MOSCOW—Despite assurances by Vladimir Putin to the contrary, there is, so far, no evidence that Russian troops are withdrawing from the border with Ukraine. The standoff in the region, in fact, is far from over—and Putin, Western tough talk and sanctions be damned, still has the upper hand.
In recent days, U.S. Secretary of State John Kerry and Russian Foreign Minister Sergei Lavrov concluded fruitless negotiations in Paris, while Russia massed troops and materiel on Ukraine’s eastern flank, including 3C-82 mobile broadcasting stations and BRDM-2 armored espionage vehicles equipped with loudspeakers (both of which are useful during an invasion to broadcast orders to enemy troops and civilians on the street). Finland has confirmed that Russia is conducting a three-day nuclear-war exercise and air-force drill on its border. Speaking to a Swedish newspaper over the weekend, Andrey Illarionov, Putin’s former economic advisor (and now opponent), declared that the Russian president hopes to “regain” Belarus, Finland, Ukraine, and the Baltic states.
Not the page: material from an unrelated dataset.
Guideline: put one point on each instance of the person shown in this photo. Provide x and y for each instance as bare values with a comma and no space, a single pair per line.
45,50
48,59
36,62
With the crisis that began with the Kremlin’s stealth takeover of Crimea still unresolved, and threatening to escalate, President Obama and the American public need to start mulling over some serious questions. Here are 10 they should consider:
1. The European Union is in the throes of a lengthy economic crisis, and depends on Russia for 30 percent of its natural gas. Since the EU is by far Russia’s largest trading partner, how will the U.S. persuade European leaders to impose meaningful sanctions against Moscow when doing so would adversely affect their own countries’ fragile economies?
2. If economic sanctions and visa bans against Russian elites don’t stop Moscow from making further incursions into Ukraine or other countries, what then? Tougher sanctions? The Russian economy is in fact vulnerable to such measures and may slip into recession this year; capital flight is increasing and hit $60 billion last quarter. But a history of war, penury, and famine has largely inured Russians to hardship in ways Westerners have trouble understanding. To many, “great power” status remains important and something worth sacrificing for. Putin’s post-Crimea approval rating has soared to 82 percent, and 74 percent of Russians say they will support the Kremlin if Russia goes to war with Ukraine. Counting on sanctions to turn Russians against Putin may backfire, and instead spur them to rally around him.
3. In response to Putin’s invasion of Crimea, NATO has dispatched some AWACs and F-16 fighter jets to member states in Eastern Europe. Does the alliance still have, as it announced in 1997 (to assuage Russian concerns over NATO’s expansion into Eastern Europe), “no intentions, no plans, and no reason” to send substantial numbers of troops and military assets to countries bordering the former Soviet Union? That declaration was predicated on one assumption: that Russia would respect the territorial integrity of its neighbors. Does Russia’s annexation of Crimea render this assumption obsolete?
4. In early March, Ukrainian parliamentary deputies introduced a bill proposing that the country join NATO and renounce the neutral, non-bloc status it assumed in 2010. Would the U.S. support NATO granting Ukraine membership if the legislation passed?